5) In un mondo editoriale interessato soltanto alla mera mercificazione del prodotto-libro, ormai ridotto a una merce di consumo tra le altre, trovo fondamentale ritornare ai classici per riscoprire l’importanza della Letteratura con la L maiuscola. In tutto ciò, credo sia molto importante anche il modo in cui si torna ai classici. Ad esempio, la Sperling ha ripubblicato da qualche mese autori come Tolstoj, Austen, Bronte in una nuova collana targata con il marchio “After” (ennesima fan fiction sbarcata nel mondo dell’editoria). Una mossa editoriale che mi ha fatto accapponare la pelle. Ciò che subito mi ha colpito, invece, della collana dei piccoli classici della Bottega è lo stile essenziale e minimal delle pubblicazioni. Fatto questo lungo preambolo, la mia domanda è: quanto è importante la cura materiale del libro per tornare a un’editoria che non sia basata soltanto sull’immagine e sull’apparenza?

Secondo me è importantissima; non in contrapposizione, ma in virtù del culto dell’immagine. Il problema è tutto estetico. E la risposta la troviamo nella storia del design: quella che bisogna raggiungere, è la coerenza formale con il contenuto. Solo in questo modo si è riconoscibili. In libreria, invece, mi pare che assistiamo a una gara di copertine appariscenti. Le carte e le rilegature scelte non sono quasi mai funzionali allo scopo. Spesso fatico a riconoscere le collane di case editrici anche molto diverse tra loro. Non è un bel segnale. Io ho cercato di rispondere ai criteri di essenzialità e prezzi bassissimi. Credo che i grafici, Luca Fontana e Sara Ubaldini, abbiano fatto un bellissimo lavoro. Lo studio dei colori, uno per ciascun titolo, la scelta di un’impaginazione austera e senza fronzoli, le carte leggere: mi sembra che ogni componente risponda al principio di coerenza formale con il contenuto. Poi, lasciami dire che su questo tema l’ultima parola spetta ai lettori.

6) A questo riguardo, quali sono i propositi della casa editrice per il futuro, soprattutto nei riguardi del tema più spinoso dell’editoria, quello degli autori esordienti?
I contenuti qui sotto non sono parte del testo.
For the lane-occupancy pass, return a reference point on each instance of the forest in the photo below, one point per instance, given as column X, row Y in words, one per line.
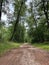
column 24, row 21
column 24, row 32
In parte ti ho già risposto più sopra. In questo momento, sto selezionando gli autori che lavoreranno per il progetto della Bottega Editrice. Sarà qualcosa di assolutamente inedito, che si svilupperà online. Non posso però dire altro: manca ancora qualche mese al lancio, e siamo in fase di costruzione. Di sicuro, ci sarà molto da leggere: saggi, romanzi, libri per bambini, ritratti, racconti. Spero di riuscire a dare spazio anche alla poesia. Ma, ecco, magari ne parleremo più avanti, quando sarà tutto pronto.